Indonesia’s digital economy, particularly its data center industry, is positioned to become a regional leader, partly due to previous commitments to data localization. However, the government’s willingness to grant exemptions for US-based companies could undercut this competitive edge.
Article 20 of Law 27/2022 clearly stipulates that personal data controllers providing services in Indonesia are required to process and store personal data within Indonesian territory, unless specific criteria for cross-border transfers are met. If this obligation is suspended or relaxed under pressure from US trade negotiators, local data centers stand to lose major clients, especially multinational cloud and platform providers.
This creates a chilling effect not only on foreign investment in Indonesian digital infrastructure, but also on long-term digital sovereignty. Why should companies invest in Indonesia-based infrastructure when they are allowed to simply route data back to US servers?
At its core, this deal reflects an unsettling asymmetry in how digital sovereignty is respected, depending on who holds the power. The US has repeatedly voiced concern over foreign apps like TikTok storing US user data in Chinese territory, citing national security and surveillance risks. Yet, through this Indonesia-US trade framework, the US is now demanding the very same data access it vehemently opposes when the tables are turned. This raises a fundamental question: is Indonesia’s weaker bargaining position being exploited to override its own legal principles?
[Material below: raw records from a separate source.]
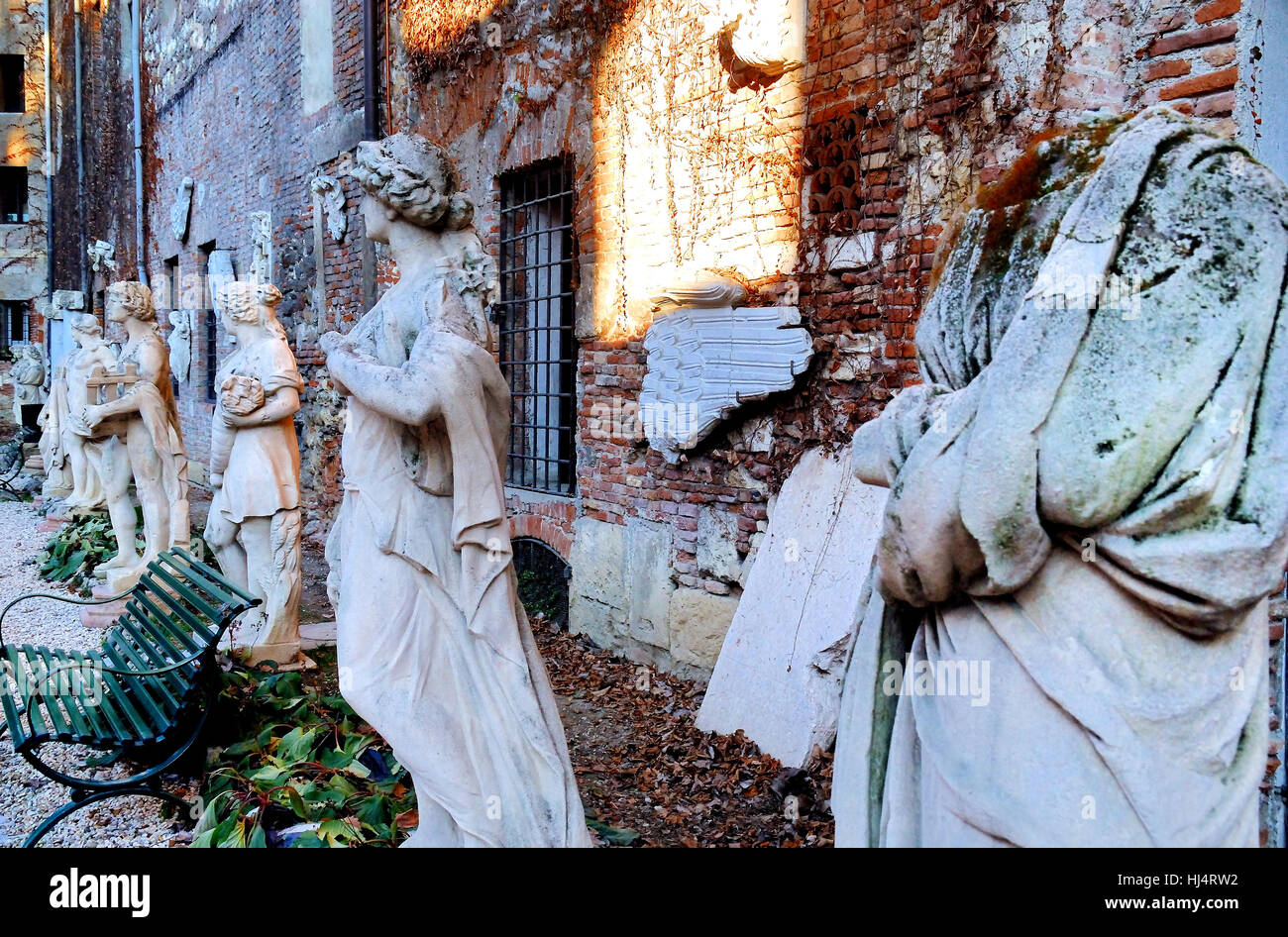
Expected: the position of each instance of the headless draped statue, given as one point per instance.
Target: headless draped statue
(434, 648)
(1067, 637)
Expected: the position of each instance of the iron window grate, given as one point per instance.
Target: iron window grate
(535, 325)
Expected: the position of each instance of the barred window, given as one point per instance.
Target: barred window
(535, 323)
(209, 317)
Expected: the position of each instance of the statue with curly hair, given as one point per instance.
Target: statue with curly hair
(434, 646)
(254, 524)
(143, 439)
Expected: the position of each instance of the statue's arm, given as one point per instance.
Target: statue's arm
(282, 403)
(406, 394)
(153, 366)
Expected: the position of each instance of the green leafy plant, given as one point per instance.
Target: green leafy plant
(77, 550)
(304, 772)
(541, 593)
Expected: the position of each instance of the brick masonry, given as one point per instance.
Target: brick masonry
(827, 188)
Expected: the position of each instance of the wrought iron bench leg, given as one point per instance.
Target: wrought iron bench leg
(68, 808)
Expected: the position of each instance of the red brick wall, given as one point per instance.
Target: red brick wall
(930, 91)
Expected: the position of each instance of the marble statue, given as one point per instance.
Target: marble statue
(53, 457)
(29, 378)
(80, 457)
(1065, 643)
(254, 524)
(138, 420)
(262, 246)
(434, 648)
(329, 200)
(180, 344)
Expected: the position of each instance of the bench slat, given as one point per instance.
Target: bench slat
(167, 633)
(64, 678)
(99, 727)
(163, 652)
(178, 610)
(38, 699)
(198, 631)
(120, 701)
(141, 692)
(181, 560)
(121, 656)
(183, 589)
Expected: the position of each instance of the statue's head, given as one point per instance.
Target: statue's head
(248, 303)
(407, 177)
(129, 300)
(86, 330)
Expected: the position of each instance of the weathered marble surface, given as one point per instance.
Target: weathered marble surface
(254, 523)
(778, 676)
(142, 439)
(180, 343)
(707, 357)
(434, 648)
(29, 378)
(1086, 499)
(72, 463)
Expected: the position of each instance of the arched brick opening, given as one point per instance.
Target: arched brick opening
(544, 578)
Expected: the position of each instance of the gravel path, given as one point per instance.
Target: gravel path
(26, 795)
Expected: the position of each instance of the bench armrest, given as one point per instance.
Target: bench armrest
(56, 598)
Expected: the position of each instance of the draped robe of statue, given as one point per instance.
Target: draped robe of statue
(1089, 494)
(434, 648)
(159, 415)
(261, 468)
(53, 446)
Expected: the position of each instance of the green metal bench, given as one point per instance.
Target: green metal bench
(145, 694)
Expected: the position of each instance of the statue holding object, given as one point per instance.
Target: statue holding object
(433, 643)
(69, 392)
(133, 409)
(254, 524)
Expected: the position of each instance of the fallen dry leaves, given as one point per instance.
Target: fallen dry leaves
(643, 766)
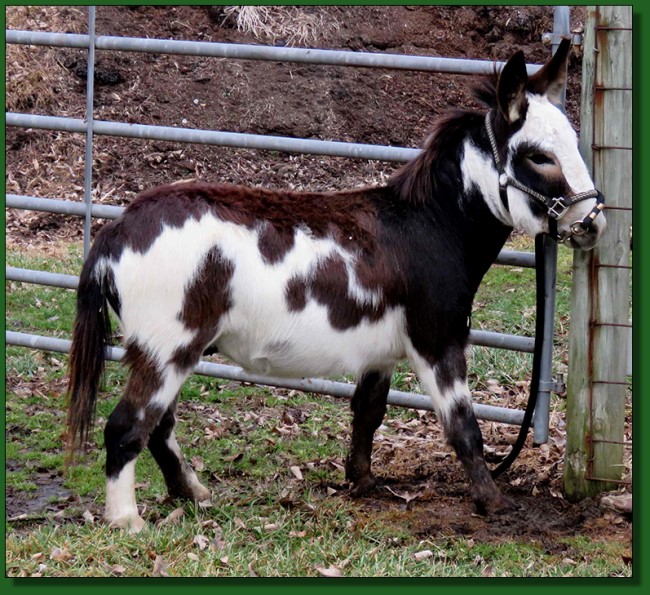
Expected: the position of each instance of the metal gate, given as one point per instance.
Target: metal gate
(87, 210)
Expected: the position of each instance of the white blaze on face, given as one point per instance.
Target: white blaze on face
(549, 129)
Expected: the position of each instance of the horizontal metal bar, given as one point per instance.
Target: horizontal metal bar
(610, 147)
(69, 207)
(62, 207)
(612, 266)
(609, 480)
(41, 278)
(602, 441)
(556, 38)
(312, 385)
(261, 52)
(214, 137)
(604, 88)
(476, 337)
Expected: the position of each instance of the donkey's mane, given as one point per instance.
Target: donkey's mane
(417, 181)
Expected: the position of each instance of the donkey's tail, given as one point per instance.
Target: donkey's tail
(92, 329)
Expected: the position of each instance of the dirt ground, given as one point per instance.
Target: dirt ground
(320, 102)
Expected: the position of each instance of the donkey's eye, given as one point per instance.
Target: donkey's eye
(540, 159)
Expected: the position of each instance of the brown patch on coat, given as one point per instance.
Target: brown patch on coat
(329, 287)
(296, 294)
(274, 245)
(144, 377)
(349, 216)
(206, 300)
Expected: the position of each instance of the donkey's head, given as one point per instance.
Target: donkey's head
(543, 180)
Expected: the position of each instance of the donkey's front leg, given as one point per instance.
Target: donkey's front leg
(368, 408)
(446, 383)
(179, 476)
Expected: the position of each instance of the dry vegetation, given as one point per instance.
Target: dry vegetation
(290, 25)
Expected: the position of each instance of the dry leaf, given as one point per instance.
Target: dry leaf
(331, 571)
(159, 567)
(297, 473)
(405, 495)
(239, 523)
(172, 518)
(423, 555)
(60, 554)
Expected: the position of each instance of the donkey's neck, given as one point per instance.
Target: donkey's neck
(464, 206)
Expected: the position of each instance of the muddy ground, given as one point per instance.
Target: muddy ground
(320, 102)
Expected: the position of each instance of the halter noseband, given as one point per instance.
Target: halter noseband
(556, 207)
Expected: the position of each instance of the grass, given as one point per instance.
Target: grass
(244, 442)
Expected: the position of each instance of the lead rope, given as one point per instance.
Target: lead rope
(540, 281)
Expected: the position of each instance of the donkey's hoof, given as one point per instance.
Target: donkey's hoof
(201, 493)
(363, 485)
(131, 524)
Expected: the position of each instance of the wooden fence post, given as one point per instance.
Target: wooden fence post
(600, 310)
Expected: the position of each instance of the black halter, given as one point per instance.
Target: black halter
(556, 207)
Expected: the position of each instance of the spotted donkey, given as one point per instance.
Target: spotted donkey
(303, 284)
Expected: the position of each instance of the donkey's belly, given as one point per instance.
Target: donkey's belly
(305, 344)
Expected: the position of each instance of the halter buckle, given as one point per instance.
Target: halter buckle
(557, 207)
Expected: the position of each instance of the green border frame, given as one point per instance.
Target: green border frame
(641, 48)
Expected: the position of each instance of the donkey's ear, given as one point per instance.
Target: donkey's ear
(511, 88)
(550, 79)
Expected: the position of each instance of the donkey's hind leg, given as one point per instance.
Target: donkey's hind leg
(150, 390)
(179, 476)
(368, 408)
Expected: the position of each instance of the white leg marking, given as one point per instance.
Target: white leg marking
(443, 400)
(121, 508)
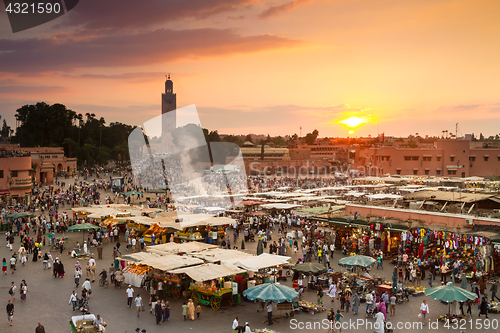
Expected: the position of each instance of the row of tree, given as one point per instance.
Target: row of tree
(87, 138)
(91, 140)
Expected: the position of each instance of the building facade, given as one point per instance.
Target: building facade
(447, 158)
(50, 162)
(15, 173)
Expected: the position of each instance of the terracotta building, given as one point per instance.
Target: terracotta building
(447, 158)
(50, 162)
(15, 172)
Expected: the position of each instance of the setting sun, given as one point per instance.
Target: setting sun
(354, 121)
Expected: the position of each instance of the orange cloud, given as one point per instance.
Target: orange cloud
(287, 7)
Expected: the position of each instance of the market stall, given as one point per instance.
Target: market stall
(180, 248)
(172, 284)
(209, 287)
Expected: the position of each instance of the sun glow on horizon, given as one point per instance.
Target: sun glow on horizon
(354, 121)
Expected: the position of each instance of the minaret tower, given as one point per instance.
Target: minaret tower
(168, 106)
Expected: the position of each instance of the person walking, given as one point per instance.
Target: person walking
(12, 291)
(332, 291)
(92, 268)
(424, 309)
(138, 304)
(355, 305)
(392, 306)
(73, 299)
(483, 307)
(198, 311)
(78, 274)
(158, 313)
(331, 317)
(494, 290)
(184, 311)
(10, 312)
(191, 309)
(13, 263)
(319, 295)
(4, 266)
(338, 316)
(99, 251)
(130, 295)
(369, 300)
(23, 290)
(270, 313)
(40, 328)
(166, 311)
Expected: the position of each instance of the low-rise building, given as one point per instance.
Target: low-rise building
(50, 162)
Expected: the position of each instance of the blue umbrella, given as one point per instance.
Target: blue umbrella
(271, 292)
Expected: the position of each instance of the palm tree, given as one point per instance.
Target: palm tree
(34, 166)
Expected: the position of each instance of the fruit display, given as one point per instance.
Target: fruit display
(137, 269)
(155, 229)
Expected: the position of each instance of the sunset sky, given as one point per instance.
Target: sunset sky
(267, 67)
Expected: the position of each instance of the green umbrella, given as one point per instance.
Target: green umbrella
(132, 193)
(450, 293)
(271, 292)
(357, 261)
(310, 268)
(22, 214)
(83, 227)
(156, 190)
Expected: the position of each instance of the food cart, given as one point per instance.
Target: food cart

The implications stretch beyond privacy and into the realm of democratic vulnerability. History shows us how personal data, when misused, can be weaponized, as seen in the Cambridge Analytica scandal, where data harvested from Facebook users was exploited to manipulate electoral outcomes across multiple democracies.
With no independent oversight body and no guarantee of redress, Indonesian citizens’ data, especially political profiling, behavioral data and social media activity, could be harvested and repurposed by US-based entities, intelligence bodies or even Indonesian political actors with strong ties to foreign interests, to influence elections, shape narratives and tilt democratic processes in their favor.
In an age where AI-driven micro-targeting can be used to sway public opinion, handing over such sensitive digital infrastructure to a foreign power is not just a technical matter. Rather, it is a strategic risk.
In a time when US foreign and trade-related policies are uncertain and hard to predict, Indonesia’s agreement to recognize the US as an “adequate” destination for personal data transfers may seem like a technical regulatory decision, but it has far-reaching consequences.
While it does not necessarily mean “selling” our privacy, regulatory and technical weaknesses remain. Without a functioning data protection authority, fully enacted regulations or proper oversight mechanisms, this move risks turning Indonesia into a passive data exporter, without the tools to protect its citizens from surveillance, profiling or manipulation. It also undermines the growth of the local digital economy and sets a dangerous precedent for future negotiations, where sovereignty may be traded away under the guise of trade liberalization.
If privacy is indeed a human right, then it cannot be subordinated to trade convenience or geopolitical pressure. Indonesia must ensure that any cross-border data framework is grounded in reciprocity, enforceable protections and democratic accountability. Until then, this deal deserves public scrutiny.
The writer is executive manager at Intellectual Property, Law and Technology Centre, Islamic University of Indonesia (UII), Yogyakarta. The views expressed are personal.